Heather is the chief revenue officer of Beasley Media Group. She says that one of the major breakdowns in modern sales management is not retaining the best employees.  

“We, as leaders, are only as good as the weakest links on our teams, and we need to be constantly improving – not moving backward,” she told us.

“Predictable Revenue” author Aaron Ross says annual sales attrition should be 10 percent or less. If your organization is churning more than 10 percent reps, salespeople aren’t the problem.

“When you have an issue with retaining top talent, you need to look in the mirror,” Heather said.

But, she added, there are many ways sales management can fix this. Here are five questions to help sales leaders determine the cause of their lofty turnover rates.

5 Questions for Sales Management 

  1. Question for sales management: How do you communicate with your team?
    In modern sales organizations, transparency is vital. You should be communicating constantly with your reps. Make sure they are aligned with your company’s sales goals and key performance indicators. This increases job satisfaction because employees feel included, in addition to creating buy-in for new initiatives or sales stack tools.
    Heather’s Advice: “Never ask others to do what you have not done. Be transparent and honest at all times. Be sure to have open communication and free-flowing dialogue with you team. If you don’t, they will always be looking for the next job.”

  2. Question for sales management: Do you recognize and praise accomplishment?
    Recognition is a powerful motivator. In fact, a study from Bersin & Associatesfound companies that utilize recognition programs have 31 percent lower voluntary turnover than their peers. Check out this article for helpful tips to increase sales recognition.
    Heather’s Advice: “No sales team is complete without a reward system that allows for further recognition and feedback.”

  3. Question for sales management: Do you know the short- and long-term goals of your reps?
    A large part of managing a team is understanding their personal and professional objectives.
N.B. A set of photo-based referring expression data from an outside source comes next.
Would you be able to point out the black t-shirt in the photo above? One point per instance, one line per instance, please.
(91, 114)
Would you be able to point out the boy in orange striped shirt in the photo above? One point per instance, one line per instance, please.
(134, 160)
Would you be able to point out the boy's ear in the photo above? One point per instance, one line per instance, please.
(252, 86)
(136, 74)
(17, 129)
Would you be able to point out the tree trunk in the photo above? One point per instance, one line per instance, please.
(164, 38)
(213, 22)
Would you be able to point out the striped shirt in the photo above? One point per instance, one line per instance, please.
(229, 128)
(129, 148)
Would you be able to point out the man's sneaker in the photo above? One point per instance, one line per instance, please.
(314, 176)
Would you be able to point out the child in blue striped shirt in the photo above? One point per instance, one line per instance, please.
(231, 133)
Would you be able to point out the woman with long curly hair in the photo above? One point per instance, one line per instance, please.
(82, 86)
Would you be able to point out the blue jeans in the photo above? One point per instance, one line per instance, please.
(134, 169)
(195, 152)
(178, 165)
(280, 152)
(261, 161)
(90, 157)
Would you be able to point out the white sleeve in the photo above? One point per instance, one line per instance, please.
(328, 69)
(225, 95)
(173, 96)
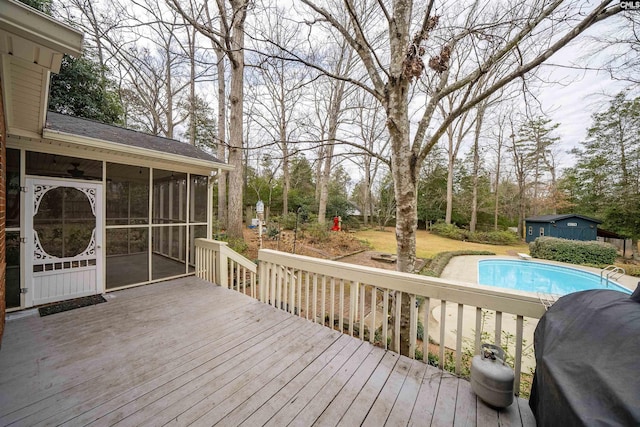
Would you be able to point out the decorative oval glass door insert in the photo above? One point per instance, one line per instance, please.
(64, 222)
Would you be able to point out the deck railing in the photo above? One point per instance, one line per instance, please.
(217, 263)
(356, 299)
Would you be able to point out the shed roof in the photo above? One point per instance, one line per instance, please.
(553, 218)
(118, 135)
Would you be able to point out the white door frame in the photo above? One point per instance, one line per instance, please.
(72, 273)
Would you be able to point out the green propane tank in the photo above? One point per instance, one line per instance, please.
(491, 378)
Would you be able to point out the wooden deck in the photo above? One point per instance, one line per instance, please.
(187, 352)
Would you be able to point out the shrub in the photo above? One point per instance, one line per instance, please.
(440, 261)
(317, 232)
(573, 251)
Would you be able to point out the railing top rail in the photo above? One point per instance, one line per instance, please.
(432, 287)
(222, 247)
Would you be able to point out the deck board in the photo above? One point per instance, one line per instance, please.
(186, 352)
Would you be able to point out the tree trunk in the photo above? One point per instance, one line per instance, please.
(476, 168)
(403, 168)
(366, 204)
(450, 164)
(192, 86)
(222, 138)
(236, 97)
(496, 208)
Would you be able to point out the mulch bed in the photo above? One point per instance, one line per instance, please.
(59, 307)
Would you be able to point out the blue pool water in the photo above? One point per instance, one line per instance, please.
(531, 276)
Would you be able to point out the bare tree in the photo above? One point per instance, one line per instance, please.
(229, 39)
(280, 88)
(342, 65)
(521, 39)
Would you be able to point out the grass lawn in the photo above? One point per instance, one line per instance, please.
(428, 245)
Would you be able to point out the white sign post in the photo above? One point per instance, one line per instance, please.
(260, 212)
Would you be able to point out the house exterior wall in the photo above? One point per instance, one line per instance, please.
(571, 228)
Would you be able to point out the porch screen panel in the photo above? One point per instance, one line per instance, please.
(12, 290)
(198, 199)
(169, 251)
(127, 193)
(127, 259)
(195, 232)
(52, 165)
(13, 189)
(169, 197)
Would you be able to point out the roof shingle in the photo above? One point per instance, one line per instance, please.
(92, 129)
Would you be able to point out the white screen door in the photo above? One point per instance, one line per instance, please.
(64, 240)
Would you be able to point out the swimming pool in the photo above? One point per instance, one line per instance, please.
(531, 276)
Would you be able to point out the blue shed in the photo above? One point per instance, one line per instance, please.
(568, 226)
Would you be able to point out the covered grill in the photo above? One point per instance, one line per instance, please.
(587, 349)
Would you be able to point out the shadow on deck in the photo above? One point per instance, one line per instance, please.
(186, 352)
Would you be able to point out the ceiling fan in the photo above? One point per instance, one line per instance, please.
(75, 172)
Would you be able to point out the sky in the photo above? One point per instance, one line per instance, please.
(579, 93)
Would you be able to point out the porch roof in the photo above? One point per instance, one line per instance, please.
(99, 135)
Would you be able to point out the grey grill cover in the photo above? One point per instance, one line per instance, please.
(587, 349)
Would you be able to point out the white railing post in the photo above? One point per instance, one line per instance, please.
(222, 268)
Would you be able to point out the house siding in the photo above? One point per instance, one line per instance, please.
(571, 228)
(27, 83)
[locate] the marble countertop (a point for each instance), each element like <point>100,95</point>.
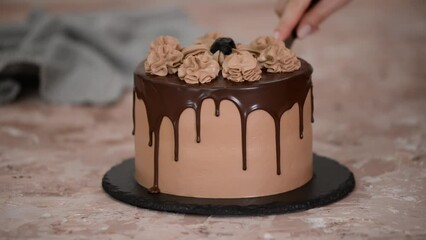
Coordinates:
<point>369,82</point>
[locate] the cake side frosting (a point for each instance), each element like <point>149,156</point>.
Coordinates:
<point>251,85</point>
<point>169,97</point>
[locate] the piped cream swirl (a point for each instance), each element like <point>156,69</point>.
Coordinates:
<point>199,68</point>
<point>208,39</point>
<point>241,66</point>
<point>164,56</point>
<point>274,56</point>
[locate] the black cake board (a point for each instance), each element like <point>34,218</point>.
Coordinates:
<point>330,183</point>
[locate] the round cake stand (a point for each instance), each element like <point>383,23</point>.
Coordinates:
<point>330,183</point>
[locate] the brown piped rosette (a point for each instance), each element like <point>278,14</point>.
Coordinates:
<point>213,53</point>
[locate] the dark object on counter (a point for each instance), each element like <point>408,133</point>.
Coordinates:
<point>17,78</point>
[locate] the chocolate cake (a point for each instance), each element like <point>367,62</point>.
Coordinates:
<point>222,120</point>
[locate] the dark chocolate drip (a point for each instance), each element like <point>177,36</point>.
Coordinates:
<point>176,138</point>
<point>155,188</point>
<point>133,110</point>
<point>217,108</point>
<point>301,104</point>
<point>277,122</point>
<point>169,96</point>
<point>198,122</point>
<point>312,103</point>
<point>244,138</point>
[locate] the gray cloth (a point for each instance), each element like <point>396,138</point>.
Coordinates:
<point>89,58</point>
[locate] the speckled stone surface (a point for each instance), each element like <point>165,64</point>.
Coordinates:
<point>370,84</point>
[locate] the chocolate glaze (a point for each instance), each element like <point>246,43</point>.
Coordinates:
<point>169,96</point>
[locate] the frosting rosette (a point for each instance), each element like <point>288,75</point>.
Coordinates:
<point>260,43</point>
<point>164,56</point>
<point>200,68</point>
<point>195,50</point>
<point>277,58</point>
<point>248,48</point>
<point>208,39</point>
<point>241,66</point>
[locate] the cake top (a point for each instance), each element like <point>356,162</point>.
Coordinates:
<point>213,53</point>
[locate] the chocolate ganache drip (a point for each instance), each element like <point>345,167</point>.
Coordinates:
<point>169,97</point>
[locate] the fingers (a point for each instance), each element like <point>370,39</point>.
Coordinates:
<point>313,18</point>
<point>291,11</point>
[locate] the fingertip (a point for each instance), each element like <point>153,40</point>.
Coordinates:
<point>277,35</point>
<point>304,30</point>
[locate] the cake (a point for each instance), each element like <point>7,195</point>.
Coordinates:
<point>222,120</point>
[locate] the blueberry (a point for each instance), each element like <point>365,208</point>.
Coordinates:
<point>225,45</point>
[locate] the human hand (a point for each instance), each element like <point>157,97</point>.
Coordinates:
<point>293,12</point>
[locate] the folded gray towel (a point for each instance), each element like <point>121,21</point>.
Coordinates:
<point>87,58</point>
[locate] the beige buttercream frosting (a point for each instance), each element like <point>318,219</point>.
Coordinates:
<point>166,40</point>
<point>260,43</point>
<point>277,58</point>
<point>164,56</point>
<point>208,39</point>
<point>200,68</point>
<point>195,50</point>
<point>244,47</point>
<point>241,66</point>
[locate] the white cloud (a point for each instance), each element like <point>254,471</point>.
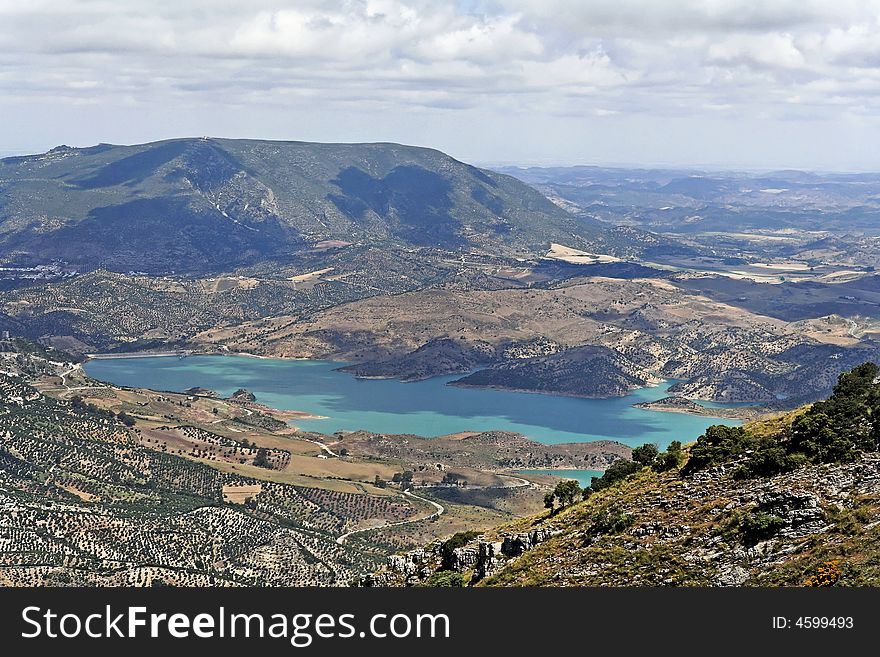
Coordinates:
<point>603,60</point>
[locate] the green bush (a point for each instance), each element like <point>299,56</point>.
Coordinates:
<point>646,454</point>
<point>610,520</point>
<point>455,541</point>
<point>719,444</point>
<point>617,471</point>
<point>752,528</point>
<point>445,579</point>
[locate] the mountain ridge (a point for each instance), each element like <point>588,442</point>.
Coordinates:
<point>202,204</point>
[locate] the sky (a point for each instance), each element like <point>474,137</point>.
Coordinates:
<point>730,84</point>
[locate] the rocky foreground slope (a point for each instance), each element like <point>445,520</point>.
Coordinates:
<point>792,501</point>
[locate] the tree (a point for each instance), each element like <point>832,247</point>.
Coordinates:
<point>262,458</point>
<point>646,454</point>
<point>669,459</point>
<point>617,471</point>
<point>567,491</point>
<point>550,501</point>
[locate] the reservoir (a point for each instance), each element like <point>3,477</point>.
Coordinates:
<point>426,408</point>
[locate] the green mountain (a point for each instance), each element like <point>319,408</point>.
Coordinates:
<point>191,205</point>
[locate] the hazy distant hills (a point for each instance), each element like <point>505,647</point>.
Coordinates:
<point>213,204</point>
<point>689,201</point>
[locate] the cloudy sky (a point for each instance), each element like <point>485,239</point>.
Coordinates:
<point>718,83</point>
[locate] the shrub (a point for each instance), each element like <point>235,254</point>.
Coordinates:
<point>610,520</point>
<point>567,491</point>
<point>445,579</point>
<point>752,528</point>
<point>646,454</point>
<point>827,574</point>
<point>717,445</point>
<point>617,471</point>
<point>456,541</point>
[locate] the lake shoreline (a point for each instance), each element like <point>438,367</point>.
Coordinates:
<point>722,414</point>
<point>308,389</point>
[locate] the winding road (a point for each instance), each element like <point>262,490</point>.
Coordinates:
<point>439,511</point>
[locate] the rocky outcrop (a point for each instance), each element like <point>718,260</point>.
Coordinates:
<point>481,557</point>
<point>242,395</point>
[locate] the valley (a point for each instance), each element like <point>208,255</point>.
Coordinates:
<point>632,306</point>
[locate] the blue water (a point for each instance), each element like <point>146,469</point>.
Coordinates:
<point>583,477</point>
<point>427,408</point>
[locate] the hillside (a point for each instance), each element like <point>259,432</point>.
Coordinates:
<point>196,205</point>
<point>794,500</point>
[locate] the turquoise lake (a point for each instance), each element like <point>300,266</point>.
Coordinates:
<point>583,477</point>
<point>427,408</point>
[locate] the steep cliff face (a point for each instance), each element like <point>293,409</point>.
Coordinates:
<point>705,530</point>
<point>786,500</point>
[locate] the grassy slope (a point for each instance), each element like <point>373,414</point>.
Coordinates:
<point>703,544</point>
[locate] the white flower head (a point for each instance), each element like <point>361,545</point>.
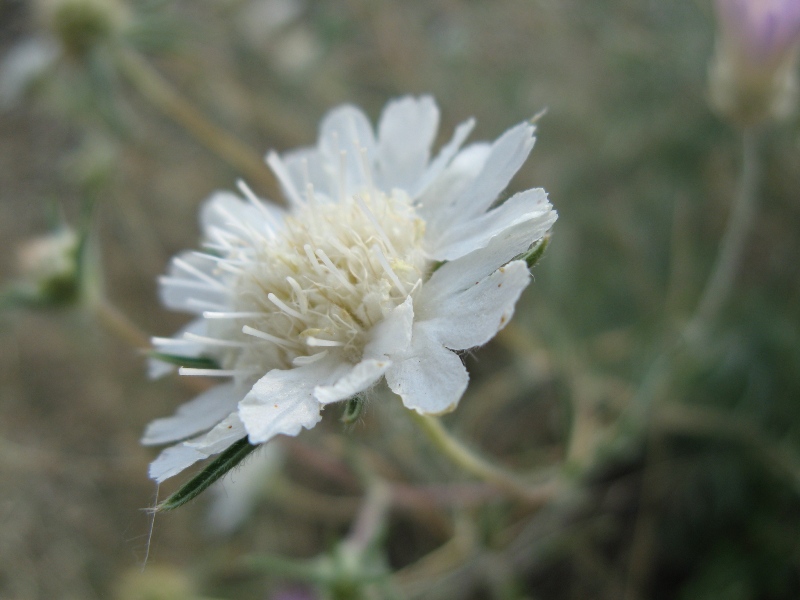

If you aren’t helping them work toward goals, then why would they care to stay at your company? Take the time to understand each of your reps individual goals, then figure out how you can help him or her accomplish them.
    Heather’s Advice: “My biggest accomplishments as a sales leader have been helping team members advance to a position that they have sought after. Being a part of personal accomplishment for those on my team has been the most rewarding.”

  4. Question for sales management: What is your company culture like?
    Research from Columbia University shows that the likelihood of employee turnover at organizations with strong company culture is significantly lower than those with little or no company culture. Define your company’s core values and organize plenty of team activities. This helps forge bonds among team members and provide identity as a group. Learn how to define your work culture in 10 steps here. Then you can foster a sales culture of performance.
    Heather’s Advice: “Ensuring I have created an environment that is full of motivation is key to success, including constant feedback and encouragement.”  

  5. Question for sales management: Do people want to work with you? Do they want to work for you?
    This question is crucial. Be honest with yourself. The best leaders inspire people to work with them. Do you consistently crack the whip as a manager? Or are you pulling the rope?
    Heather’s Advice: “If you want others to work hard, then you need to work harder to raise the bar. … People know when you are truly committed to their success and, as a leader in sales, you need to make the honest commitment to your people if you want to succeed.”


Sales turnover is a major problem for a lot of organizations. But it doesn’t have to be. If your team struggles to retain talent, use this questions to take a closer look at your sales management strategy.